The current chief minister of Karnataka (where Kannada is the dominant local language) is the apparently mononymous Siddaramaiah. His predecessor-but-one had the initials pattern, viz. B.S. Yediyurappa, with a wikipedia explanation that Yediyurappa is the given name but you shouldn’t treat either the B. (Bookanakere, a “toponymic surname”) or the S. (Siddalingappa, a patronymic) as a “family name” and should just use the given name as the short form. That said, the X.Y. GIVENNAME pattern does seem more common in a number of Indian naming traditions than the GIVENNAME X.Y. pattern used by this journalist. The politics of neighboring Tamil Nadu are of course adorned by the strikingly named M.K. Stalin, given the foreign-origin “first name” by his father, who was a fan.

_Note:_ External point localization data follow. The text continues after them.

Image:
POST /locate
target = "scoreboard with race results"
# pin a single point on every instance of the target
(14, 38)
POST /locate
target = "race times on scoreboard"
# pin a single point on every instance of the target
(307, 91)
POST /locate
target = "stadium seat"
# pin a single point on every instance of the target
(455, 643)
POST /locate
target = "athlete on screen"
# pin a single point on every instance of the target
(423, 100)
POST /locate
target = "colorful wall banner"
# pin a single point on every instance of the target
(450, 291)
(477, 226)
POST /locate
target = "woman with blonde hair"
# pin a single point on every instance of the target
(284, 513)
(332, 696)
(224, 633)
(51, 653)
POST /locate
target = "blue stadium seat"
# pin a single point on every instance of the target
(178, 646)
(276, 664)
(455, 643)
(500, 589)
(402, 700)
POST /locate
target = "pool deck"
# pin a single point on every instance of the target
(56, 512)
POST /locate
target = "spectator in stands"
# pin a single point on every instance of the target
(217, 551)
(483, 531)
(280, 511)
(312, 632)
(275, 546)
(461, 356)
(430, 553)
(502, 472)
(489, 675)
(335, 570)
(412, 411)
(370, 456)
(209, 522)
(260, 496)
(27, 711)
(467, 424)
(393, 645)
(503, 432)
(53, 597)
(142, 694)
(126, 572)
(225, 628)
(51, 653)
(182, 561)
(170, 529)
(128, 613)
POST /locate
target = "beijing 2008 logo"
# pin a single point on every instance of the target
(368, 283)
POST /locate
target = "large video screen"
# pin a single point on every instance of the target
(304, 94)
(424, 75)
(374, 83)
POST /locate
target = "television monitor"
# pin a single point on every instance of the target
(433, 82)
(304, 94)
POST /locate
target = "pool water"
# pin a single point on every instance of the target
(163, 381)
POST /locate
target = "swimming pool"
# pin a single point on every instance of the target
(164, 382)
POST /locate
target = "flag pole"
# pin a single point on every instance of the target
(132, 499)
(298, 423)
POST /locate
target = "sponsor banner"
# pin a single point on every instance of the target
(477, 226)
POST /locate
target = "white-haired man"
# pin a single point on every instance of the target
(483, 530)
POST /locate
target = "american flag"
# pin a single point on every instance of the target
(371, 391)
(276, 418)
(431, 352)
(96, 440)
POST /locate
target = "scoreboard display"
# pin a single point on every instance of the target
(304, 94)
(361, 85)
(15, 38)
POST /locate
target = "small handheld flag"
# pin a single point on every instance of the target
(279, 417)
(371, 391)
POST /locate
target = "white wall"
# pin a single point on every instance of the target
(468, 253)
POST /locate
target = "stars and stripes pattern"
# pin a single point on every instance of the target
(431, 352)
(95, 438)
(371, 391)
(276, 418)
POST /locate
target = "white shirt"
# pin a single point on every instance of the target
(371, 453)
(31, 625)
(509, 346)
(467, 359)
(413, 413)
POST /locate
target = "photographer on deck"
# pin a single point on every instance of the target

Somewhat hilariously, you can find wikipedia citations to works authored by Pragati K.B. that give her name as K.B., Pragati. Why not K., Pragati B., I wonder.
@hat
If you want to know what K.B is, the following link gives a (NY times) email contact, as well as Instagram and X. Dunno if she would reply (or direct you to some FAQ page she has created).
https://www.nytimes.com/by/pragati-k-b
Oh, I’m not *that* obsessed — I suspect she would find such a query an unwelcome intrusion. Just mildly curious, more about the phenomenon than her specific initials.
I would have assumed that K.B. is an anglicised abbreviation of some lengthy Indian surname. Similarly, K.C. is a very common surname in Nepal.
B.S. Yediyurappa, with a wikipedia explanation that Yediyurappa is the given name
Wikipedia’s template system facilitates reverse-searching for such explanations. Among the hundreds of articles were a few with name format “Foo X. Y.”, including chess players Shyam Sundar M., Thejkumar M. S., Visakh N. R., Venkatesh M. R., and Pranesh M; race driver Aravind K.P.; and actor Shiju AR.
Also interesting was M. Ct. M. Chidambaram Chettiar, a member of the M. Ct. family “formerly known as the S. Rm. M. M. Ct. family”.
Pragati Krishnapuradoddi Byregowda has a few by-lines in the NYT.
Thanks!
I once knew a Sri Lankan who always went by just two of the ten syllables in his name.